Joe Morgan: That's a good statement. Everyone thinks about how much the players make and all that. Every player has played for free longer than he has been paid for it. I played longer for free, and I played in the majors for 20 years. In the majors, you only see the finished product.
[Mike: Joe, I know, you're in the fray. You want to make a point, but you played for free longer than you got paid? You started playing professionally in 1963 at the age of 20. Your career lasted 22 seasons. Unless you started playing for free two years before you were born, I think you kind of exaggerated.]
Mike (Milwaukee): Hey, I was curious as to how you felt about Bud Selig's methods of running the league. Also, do you think we will ever see another commissioner that was once an owner or otherwise affiliated with a certain ball club?

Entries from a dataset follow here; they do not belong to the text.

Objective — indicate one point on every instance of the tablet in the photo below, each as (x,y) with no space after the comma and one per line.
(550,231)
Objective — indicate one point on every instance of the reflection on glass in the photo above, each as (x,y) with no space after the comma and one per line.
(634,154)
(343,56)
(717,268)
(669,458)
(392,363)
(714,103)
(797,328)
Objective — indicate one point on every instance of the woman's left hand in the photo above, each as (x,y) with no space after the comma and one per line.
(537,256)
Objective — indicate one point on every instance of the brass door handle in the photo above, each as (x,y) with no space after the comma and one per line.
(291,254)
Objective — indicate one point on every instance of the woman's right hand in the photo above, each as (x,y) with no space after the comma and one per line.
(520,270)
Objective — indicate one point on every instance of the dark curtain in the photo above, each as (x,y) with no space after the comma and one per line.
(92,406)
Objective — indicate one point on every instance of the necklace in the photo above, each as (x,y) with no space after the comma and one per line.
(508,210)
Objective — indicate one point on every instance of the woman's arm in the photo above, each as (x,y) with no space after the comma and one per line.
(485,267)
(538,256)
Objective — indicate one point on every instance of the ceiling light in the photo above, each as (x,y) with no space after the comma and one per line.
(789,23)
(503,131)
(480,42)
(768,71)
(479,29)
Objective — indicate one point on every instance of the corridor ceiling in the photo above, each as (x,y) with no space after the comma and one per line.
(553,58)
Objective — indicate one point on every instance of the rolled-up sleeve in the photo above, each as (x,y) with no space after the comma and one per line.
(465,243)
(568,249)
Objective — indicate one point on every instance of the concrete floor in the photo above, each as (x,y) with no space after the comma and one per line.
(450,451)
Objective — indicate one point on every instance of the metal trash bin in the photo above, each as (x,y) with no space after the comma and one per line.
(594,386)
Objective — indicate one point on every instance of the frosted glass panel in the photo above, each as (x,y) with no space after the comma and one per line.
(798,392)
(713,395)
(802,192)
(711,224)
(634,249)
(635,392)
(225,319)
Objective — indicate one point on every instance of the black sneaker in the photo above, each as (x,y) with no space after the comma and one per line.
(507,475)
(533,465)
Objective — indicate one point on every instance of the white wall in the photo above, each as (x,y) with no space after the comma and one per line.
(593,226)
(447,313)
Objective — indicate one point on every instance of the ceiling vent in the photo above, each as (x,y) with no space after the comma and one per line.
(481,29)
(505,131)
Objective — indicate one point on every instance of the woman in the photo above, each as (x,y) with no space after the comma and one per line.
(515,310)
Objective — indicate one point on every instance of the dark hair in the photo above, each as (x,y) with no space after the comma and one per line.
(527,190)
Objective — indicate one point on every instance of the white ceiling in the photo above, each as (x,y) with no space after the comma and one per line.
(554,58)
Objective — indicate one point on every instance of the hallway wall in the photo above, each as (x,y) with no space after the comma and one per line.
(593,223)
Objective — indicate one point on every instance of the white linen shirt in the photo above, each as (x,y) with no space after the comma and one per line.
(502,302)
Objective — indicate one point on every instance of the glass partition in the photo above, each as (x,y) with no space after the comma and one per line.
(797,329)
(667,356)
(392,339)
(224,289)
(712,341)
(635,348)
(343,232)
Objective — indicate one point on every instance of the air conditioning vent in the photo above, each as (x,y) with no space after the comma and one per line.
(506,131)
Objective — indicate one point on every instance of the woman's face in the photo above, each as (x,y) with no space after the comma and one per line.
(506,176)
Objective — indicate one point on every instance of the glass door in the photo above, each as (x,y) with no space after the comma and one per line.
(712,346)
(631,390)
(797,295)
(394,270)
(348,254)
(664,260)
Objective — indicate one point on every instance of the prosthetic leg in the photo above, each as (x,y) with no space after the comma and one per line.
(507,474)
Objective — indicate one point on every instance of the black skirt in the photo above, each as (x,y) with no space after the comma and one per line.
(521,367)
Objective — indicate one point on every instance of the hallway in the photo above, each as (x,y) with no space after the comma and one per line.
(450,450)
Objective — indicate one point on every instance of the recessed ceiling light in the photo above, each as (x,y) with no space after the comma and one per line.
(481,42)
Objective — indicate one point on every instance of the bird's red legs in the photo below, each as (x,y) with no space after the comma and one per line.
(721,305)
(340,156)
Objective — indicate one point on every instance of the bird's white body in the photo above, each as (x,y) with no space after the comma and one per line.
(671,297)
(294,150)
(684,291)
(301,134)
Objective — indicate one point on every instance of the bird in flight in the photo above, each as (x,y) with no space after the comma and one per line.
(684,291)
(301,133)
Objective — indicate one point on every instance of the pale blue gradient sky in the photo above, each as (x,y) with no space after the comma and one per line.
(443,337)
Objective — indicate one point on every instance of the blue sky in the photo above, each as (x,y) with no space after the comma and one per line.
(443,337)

Joe Morgan: I think you might see that happen again because the owners feel like Bud is one of them. And they are making gains in these negotiations. They will view him as someone who has helped them. The biggest mistake I've ever seen anyone make is when Bud said two teams may not make payroll.
[Mike: Woah, Joe, did you have a flashback there in the middle of your point? Selig is well liked by the other owners. OK. Let's leave it as that.]